Most recently, the CPS, NPCC, Law Society, CLSA and LCCSA have published an interview protocol acknowledging (paragraph 7) that ‘the Covid-19 crisis involves the application of PACE Code C (Revised Code of Practice for the Detention, Treatment and Questioning of Persons by Police Officers) in circumstances which are unlikely to have previously been anticipated’.

 

On initially considering the document I had (and retain) grave misgivings concerning certain guidance contained therein, namely that ‘legal advice for suspects should take place whenever possible over the telephone (for legal advice) and by video link for interviews with suspects’.

 

My view as a duty solicitor is that I would never contemplate such an approach.
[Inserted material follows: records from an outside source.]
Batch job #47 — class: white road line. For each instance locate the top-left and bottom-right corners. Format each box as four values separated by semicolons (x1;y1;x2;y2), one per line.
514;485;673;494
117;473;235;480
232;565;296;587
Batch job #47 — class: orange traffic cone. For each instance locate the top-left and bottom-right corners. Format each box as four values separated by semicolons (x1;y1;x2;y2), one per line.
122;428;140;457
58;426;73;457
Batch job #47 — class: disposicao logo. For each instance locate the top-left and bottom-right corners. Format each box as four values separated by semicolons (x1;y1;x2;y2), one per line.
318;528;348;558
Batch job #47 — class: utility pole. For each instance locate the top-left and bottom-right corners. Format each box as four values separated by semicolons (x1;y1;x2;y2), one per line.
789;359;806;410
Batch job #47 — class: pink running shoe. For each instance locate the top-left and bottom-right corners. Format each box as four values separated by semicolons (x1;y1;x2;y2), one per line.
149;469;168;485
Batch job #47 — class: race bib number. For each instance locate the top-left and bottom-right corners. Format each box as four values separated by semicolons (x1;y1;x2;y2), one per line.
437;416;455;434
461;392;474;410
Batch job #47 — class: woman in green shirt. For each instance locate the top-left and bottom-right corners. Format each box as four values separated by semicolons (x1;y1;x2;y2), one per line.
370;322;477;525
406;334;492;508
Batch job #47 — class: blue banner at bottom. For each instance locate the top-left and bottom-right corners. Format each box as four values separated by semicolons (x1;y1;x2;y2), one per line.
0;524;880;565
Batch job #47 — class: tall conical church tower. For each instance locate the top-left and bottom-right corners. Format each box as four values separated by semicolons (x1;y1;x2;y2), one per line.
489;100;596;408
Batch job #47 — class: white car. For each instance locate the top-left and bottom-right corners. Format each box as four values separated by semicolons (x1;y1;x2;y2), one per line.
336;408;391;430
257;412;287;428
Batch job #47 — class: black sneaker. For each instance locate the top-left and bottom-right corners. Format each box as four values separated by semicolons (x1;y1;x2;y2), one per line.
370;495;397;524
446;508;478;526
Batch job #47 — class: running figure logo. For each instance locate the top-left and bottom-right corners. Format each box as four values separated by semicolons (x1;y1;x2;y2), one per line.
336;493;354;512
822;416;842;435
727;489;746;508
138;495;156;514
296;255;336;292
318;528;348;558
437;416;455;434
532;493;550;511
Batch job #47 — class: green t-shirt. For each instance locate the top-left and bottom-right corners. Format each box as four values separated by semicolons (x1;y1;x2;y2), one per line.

It appears to completely discount the importance of the ‘psychological dynamic’ resulting from personal professional contact and to be arguably at variance with a suspect’s right to be advised by a solicitor at the police station (see PACE Code C 6B, Notes for Guidance).

 

Having checked the position regarding revision of PACE codes, I find the procedure to be set out in section 67 of PACE. This provides for the secretary of state to consult, among other organisations, (4)(c) the General Council of the Bar and (4)(e) the [Chartered] Institute of Legal Executives.

 

The interview protocol gives no indication of either organisation having been consulted by its framers.

 

An attached letter states (paragraph 3): ‘The Home Office has also been consulted. The signatories to this protocol accept that the practices and procedures contained here amount to a reasonable interpretation of the law to enable the rights and interests of detained persons to be protected during the unprecedented circumstances of the coronavirus crisis.’

 

Setting aside the arguable issue of ‘reasonableness’, consulting the Home Office is, with respect, insufficient.

 

Section 67 requires the steps specified therein to be taken by the secretary of state before they seek parliamentary approval for proposed code revision.

 

In my view, telephone consultations and video interviews, when an officer is at the same police station as a suspect, would, to be ‘PACE proof’, require the activation of section 67.

 

Was this approach considered by any of the signatories to the interview protocol?

 

If not, is it the Society’s intention to seek parliamentary approval for the interview protocol by the statutory means provided?

 

Alexander McCulloch

Haywards Heath, West Sussex

 

Kept hanging

The 27 April news item about the solicitor spending two and a half hours on the phone in one day waiting for the courts system to respond during the current pandemic is good news.

 

At least it is getting better – only two and a half hours. I have known people never get through. They give up.

 

I suppose it could be worse. We could get through in five minutes – to a foreign call centre.

 

Incidentally, I know of one case where a client acting as litigant in person did manage to get through to the court to ask which form they should use for a particular application. The court could not tell the person which form to use because they could not give legal advice. How on earth is advising which form to use ‘giving legal advice’? Has anyone else experienced something similar? Perhaps a little training is needed.

 

Name and address withheld on request

 

Rights threatened

I see the government is hoping to crash through draconian and counterproductive  anti-terrorism measures ‘mid-coronavirus’. The hope is that the Counter-Terrorism and Sentencing Bill  will enjoy a scrutiny-lite passage through parliament and emerge essentially unscathed.

 

Independent reviewer Jonathan Hall QC, Liberty and Amnesty International all have it right. The planned inroads would:

 

  • inflict grievous bodily harm upon the rule of law and due process;
  • demonise and antagonise swathes of our fellow citizens by reason merely of their ethnicity;
  • be socially divisive and damaging to community harmony;
  • greatly diminish the prospects of rehabilitation for a specific category of offenders who are often receptive to more inclusive concepts of citizenship; and
  • offer a valuable recruitment tool to dedicated sponsors of terrorism gifted the opportunity to attribute the new laws to anti-Muslim bias and institutional racism.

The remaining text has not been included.